What kind of difficulty you see?

I find that sometimes it might be easier to approximate the posterior with a Gaussian for the next batch of updating, eg see Performance speedup for updating posterior with new data and code here: https://github.com/junpenglao/Planet_Sakaar_Data_Science/blob/master/PyMC3QnA/Update%20prior%20with%20Interpolation.ipynb (see last cell)

If you have bounded variables, it would be a bit more difficult as you need to work out the inverse projection from unconstrained parameter space back to the bounded space.


Thanks for answering. I am using weights (Dirichlet distribution) in my model. So, when I tried to sample my parameters I get multidimensional values of parameters(mu,sigma). But,Interpolated gives us only 1D interpolation of the points. I get some dimensional errors.


You can still approximate them in the latent space similar to above, but in this case it might be better to use a MvNormal.
Maybe you can put up a notebook with some simulation data I can give you some more pointers.


Below is the code I am working on. I get an error at Interpolation.(I think you seem to have gone through my code earlier)

   observed_cell_delay = list_cell_delay[:5000]

    W = np.array([0.3, 0.7])
    fig, ax = plt.subplots(figsize=(8, 6))

    ax.hist(observed_cell_delay, bins=30, normed=True, lw=0)
    with pm.Model() as model:
        w = pm.Dirichlet('w',np.array([0.3,0.7]))
        mu = pm.Normal('mu', 0., 10., shape=W.size)
        tau = pm.Gamma('tau', 1., 1., shape=W.size)

        est_cell_del = pm.NormalMixture('est_cell_del', w, mu, tau=tau, observed=observed_cell_delay)
    with model:
        step = pm.Metropolis()
        trace = pm.sample(50000, n_init=10000, tune=1000,step=step,discard_tuned_samples=True, random_seed=SEED)

    with model:
        ppc_trace = pm.sample_ppc(trace, 1000,random_seed=SEED)
    fig, ax = plt.subplots(figsize=(8, 6))

    est = ppc_trace['est_cell_del'].mean(axis=0)
    real = np.asarray(observed_cell_delay)
    sns.jointplot(x=real, y=est,color="g",kind="kde",space=0)

    def from_posterior(param, samples):
        smin, smax = np.min(samples), np.max(samples)
        width = smax - smin
        x = np.linspace(smin, smax, 100)
        samples = samples[~np.isnan(samples)]
        y = stats.gaussian_kde(samples)(x)
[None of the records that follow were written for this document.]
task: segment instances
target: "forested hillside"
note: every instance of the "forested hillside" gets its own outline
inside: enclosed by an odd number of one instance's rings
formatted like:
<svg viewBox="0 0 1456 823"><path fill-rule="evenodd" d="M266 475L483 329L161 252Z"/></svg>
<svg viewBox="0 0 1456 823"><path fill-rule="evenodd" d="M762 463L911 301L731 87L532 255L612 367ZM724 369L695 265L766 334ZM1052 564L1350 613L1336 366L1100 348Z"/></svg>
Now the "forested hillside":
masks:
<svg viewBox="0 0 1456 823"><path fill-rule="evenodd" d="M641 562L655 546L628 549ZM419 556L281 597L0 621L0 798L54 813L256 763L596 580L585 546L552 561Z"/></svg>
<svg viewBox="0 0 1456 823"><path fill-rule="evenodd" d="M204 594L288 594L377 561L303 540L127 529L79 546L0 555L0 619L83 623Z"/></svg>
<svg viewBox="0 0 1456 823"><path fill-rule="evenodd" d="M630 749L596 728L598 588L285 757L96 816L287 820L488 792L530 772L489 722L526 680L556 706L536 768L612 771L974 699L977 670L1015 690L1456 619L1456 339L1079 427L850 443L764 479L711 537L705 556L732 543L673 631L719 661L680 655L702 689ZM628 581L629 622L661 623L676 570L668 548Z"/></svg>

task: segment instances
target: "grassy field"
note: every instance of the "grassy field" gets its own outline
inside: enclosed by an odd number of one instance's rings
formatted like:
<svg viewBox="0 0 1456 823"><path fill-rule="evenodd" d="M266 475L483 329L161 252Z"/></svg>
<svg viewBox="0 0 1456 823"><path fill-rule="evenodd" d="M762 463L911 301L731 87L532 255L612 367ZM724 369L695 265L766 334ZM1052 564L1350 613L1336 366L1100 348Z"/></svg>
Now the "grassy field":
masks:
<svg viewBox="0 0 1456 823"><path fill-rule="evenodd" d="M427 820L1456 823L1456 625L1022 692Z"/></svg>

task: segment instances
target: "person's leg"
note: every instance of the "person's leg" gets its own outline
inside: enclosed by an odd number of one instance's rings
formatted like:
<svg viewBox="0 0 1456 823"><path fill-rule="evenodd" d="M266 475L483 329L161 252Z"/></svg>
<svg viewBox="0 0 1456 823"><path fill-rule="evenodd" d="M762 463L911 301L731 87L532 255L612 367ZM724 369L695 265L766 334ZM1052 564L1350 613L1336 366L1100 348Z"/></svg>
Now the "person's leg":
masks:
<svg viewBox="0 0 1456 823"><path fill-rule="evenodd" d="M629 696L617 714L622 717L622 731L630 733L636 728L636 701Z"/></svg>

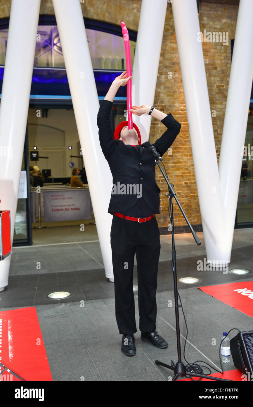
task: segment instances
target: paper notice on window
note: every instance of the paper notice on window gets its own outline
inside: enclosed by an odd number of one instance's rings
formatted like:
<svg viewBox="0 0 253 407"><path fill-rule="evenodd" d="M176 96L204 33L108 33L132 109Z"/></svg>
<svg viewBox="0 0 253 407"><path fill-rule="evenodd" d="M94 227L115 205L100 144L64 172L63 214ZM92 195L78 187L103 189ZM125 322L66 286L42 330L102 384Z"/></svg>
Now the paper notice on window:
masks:
<svg viewBox="0 0 253 407"><path fill-rule="evenodd" d="M27 186L26 184L26 171L22 171L19 179L19 187L17 197L27 198Z"/></svg>

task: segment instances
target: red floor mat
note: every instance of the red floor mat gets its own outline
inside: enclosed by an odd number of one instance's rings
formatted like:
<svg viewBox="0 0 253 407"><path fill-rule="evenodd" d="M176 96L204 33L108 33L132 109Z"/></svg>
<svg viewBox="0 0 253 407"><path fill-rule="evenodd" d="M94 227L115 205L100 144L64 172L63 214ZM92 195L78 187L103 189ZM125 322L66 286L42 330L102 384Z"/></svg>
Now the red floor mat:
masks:
<svg viewBox="0 0 253 407"><path fill-rule="evenodd" d="M204 293L253 317L253 281L199 287Z"/></svg>
<svg viewBox="0 0 253 407"><path fill-rule="evenodd" d="M25 380L52 380L34 307L0 312L0 363ZM1 380L19 380L0 368Z"/></svg>

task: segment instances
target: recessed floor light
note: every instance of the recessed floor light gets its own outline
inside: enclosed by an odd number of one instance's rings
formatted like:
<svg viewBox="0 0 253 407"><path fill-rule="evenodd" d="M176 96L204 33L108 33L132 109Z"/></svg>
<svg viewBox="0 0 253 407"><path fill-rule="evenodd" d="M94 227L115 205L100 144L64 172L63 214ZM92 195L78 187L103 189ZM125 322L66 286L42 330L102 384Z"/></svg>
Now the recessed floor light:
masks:
<svg viewBox="0 0 253 407"><path fill-rule="evenodd" d="M63 298L67 298L71 295L71 293L69 293L67 291L56 291L54 293L50 293L48 294L46 297L48 298L52 298L52 300L61 300Z"/></svg>
<svg viewBox="0 0 253 407"><path fill-rule="evenodd" d="M178 280L180 282L183 282L185 284L194 284L194 283L198 282L201 281L200 278L196 278L196 277L182 277Z"/></svg>
<svg viewBox="0 0 253 407"><path fill-rule="evenodd" d="M244 269L234 269L233 270L231 270L229 272L231 273L232 274L241 275L247 274L251 272L249 270L245 270Z"/></svg>

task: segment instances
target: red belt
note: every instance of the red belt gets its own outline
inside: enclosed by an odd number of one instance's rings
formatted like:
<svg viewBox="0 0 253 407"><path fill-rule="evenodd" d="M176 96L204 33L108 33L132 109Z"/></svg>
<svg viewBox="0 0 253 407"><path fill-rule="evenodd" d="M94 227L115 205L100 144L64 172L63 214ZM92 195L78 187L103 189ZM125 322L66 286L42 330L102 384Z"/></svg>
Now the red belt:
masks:
<svg viewBox="0 0 253 407"><path fill-rule="evenodd" d="M151 219L154 218L154 216L155 216L156 214L153 213L150 216L148 216L147 218L132 218L131 216L126 216L125 215L123 215L122 213L119 213L118 212L114 212L112 213L113 215L115 215L115 216L118 216L119 218L123 218L124 219L127 219L129 221L135 221L136 222L138 222L139 223L142 222L147 222L147 221L150 221Z"/></svg>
        # what was never sampled should have a small probability but not 0,
        # so we'll extend the domain and use linear approximation of density on it
        x = np.concatenate([[x[0] - 3 * width], x, [x[-1] + 3 * width]])
        y = np.concatenate([[0], y, [0]])
        return Interpolated(param, x, y)

    traces = [trace]
    for _ in range(10):
        # generate more data
        x = x+5000
        observed_cell_delay = list_cell_delay[x:x+5000]

        model = pm.Model()
        with model:
            # Priors are posteriors from previous iteration
            w = from_posterior('w', trace['w'])
            mu = from_posterior('mu', trace['mu'])
            tau = from_posterior('tau', trace['tau'])
            # Likelihood (sampling distribution) of observations
            est_cell_del = pm.NormalMixture('est_cell_del',w=w,mu=mu,tau=tau, observed=observed_cell_delay)

            # draw 10000 posterior samples
            trace = pm.sample(1000)